Alali Mohammad, Imani Mahdi
Department of Electrical and Computer Engineering at Northeastern University.
IEEE Trans Artif Intell. 2025 May;6(5):1217-1232. doi: 10.1109/tai.2024.3515939. Epub 2024 Dec 12.
Hidden Markov Models (HMMs) are a powerful class of dynamical models for representing complex systems that are partially observed through sensory data. Existing data collection methods for HMMs, typically based on active learning or heuristic approaches, face challenges in terms of efficiency in stochastic domains with costly data. This paper introduces a Bayesian lookahead data collection method for inferring HMMs with finite state and parameter spaces. The method optimizes data collection under uncertainty using a belief state that captures the joint distribution of system states and models. Unlike traditional approaches that prioritize short-term gains, this policy accounts for the long-term impact of data collection decisions to improve inference performance over time. We develop a deep reinforcement learning policy that approximates the optimal Bayesian solution by simulating system trajectories offline. This pre-trained policy can be executed in real-time, dynamically adapting to new conditions as data is collected. The proposed framework supports a wide range of inference objectives, including point-based, distribution-based, and causal inference. Experimental results across three distinct systems demonstrate significant improvements in inference accuracy and robustness, showcasing the effectiveness of the approach in uncertain and data-limited environments.

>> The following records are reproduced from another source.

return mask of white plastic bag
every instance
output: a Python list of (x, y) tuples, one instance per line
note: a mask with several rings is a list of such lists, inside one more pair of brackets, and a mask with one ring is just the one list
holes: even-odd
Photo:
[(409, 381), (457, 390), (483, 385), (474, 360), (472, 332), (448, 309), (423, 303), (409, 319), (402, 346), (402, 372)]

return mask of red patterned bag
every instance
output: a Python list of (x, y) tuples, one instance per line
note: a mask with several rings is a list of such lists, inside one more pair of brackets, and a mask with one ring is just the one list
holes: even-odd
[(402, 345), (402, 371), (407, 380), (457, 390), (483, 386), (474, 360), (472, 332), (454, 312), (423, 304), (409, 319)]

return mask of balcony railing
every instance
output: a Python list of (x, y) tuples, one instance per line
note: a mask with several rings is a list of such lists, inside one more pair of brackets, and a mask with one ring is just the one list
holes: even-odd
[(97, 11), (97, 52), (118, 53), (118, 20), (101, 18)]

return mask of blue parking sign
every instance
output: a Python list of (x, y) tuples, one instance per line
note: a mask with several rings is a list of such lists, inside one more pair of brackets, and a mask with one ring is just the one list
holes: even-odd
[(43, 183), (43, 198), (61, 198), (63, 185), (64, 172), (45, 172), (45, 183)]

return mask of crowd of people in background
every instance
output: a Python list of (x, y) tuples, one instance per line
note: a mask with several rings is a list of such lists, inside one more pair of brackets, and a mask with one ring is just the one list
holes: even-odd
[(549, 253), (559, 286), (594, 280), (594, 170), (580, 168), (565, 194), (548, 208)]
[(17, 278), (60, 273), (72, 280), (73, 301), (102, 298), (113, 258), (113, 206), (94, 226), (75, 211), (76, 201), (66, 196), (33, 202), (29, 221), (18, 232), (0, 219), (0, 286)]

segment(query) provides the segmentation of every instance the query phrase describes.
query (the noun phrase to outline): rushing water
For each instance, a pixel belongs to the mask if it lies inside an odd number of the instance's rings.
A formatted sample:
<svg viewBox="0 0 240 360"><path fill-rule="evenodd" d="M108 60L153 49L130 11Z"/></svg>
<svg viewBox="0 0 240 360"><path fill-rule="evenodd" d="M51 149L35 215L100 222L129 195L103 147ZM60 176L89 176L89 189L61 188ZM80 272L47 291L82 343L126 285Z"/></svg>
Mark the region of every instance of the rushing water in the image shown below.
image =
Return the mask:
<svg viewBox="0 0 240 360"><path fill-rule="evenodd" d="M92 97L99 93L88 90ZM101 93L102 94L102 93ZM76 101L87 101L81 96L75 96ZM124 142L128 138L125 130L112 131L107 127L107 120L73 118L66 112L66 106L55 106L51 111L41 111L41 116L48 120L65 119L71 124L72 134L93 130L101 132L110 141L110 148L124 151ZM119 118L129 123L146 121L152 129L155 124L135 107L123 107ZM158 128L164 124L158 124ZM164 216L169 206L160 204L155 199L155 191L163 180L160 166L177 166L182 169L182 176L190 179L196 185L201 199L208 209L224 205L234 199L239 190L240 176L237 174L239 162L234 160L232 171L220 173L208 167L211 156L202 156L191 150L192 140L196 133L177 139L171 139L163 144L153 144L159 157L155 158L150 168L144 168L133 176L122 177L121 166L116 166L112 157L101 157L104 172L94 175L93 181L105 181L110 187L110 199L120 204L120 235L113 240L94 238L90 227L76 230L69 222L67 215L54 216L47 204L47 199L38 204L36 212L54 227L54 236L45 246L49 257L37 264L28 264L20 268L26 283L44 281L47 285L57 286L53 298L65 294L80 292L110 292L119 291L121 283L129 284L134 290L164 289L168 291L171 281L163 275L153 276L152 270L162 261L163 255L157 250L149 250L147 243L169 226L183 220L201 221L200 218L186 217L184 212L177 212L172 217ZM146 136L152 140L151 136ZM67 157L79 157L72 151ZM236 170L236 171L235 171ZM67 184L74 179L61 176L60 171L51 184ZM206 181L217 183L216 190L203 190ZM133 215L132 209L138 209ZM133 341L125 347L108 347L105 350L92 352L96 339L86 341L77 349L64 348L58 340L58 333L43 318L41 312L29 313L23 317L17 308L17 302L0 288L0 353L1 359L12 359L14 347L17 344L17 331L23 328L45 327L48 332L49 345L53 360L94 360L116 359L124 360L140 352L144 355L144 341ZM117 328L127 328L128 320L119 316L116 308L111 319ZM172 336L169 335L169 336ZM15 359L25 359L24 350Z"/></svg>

隐马尔可夫模型(HMMs)是一类强大的动态模型,用于表示通过感官数据部分观测到的复杂系统。现有的HMM数据收集方法通常基于主动学习或启发式方法,在具有高成本数据的随机领域中,这些方法在效率方面面临挑战。本文介绍了一种用于推断具有有限状态和参数空间的HMM的贝叶斯前瞻数据收集方法。该方法使用捕捉系统状态和模型联合分布的信念状态,在不确定性下优化数据收集。与优先考虑短期收益的传统方法不同,此策略考虑了数据收集决策的长期影响,以随着时间的推移提高推断性能。我们开发了一种深度强化学习策略,通过离线模拟系统轨迹来近似最优贝叶斯解。这种预训练策略可以实时执行,随着数据的收集动态适应新情况。所提出的框架支持广泛的推断目标,包括基于点的、基于分布的和因果推断。在三个不同系统上的实验结果表明,在推断准确性和鲁棒性方面有显著提高,展示了该方法在不确定和数据有限环境中的有效性。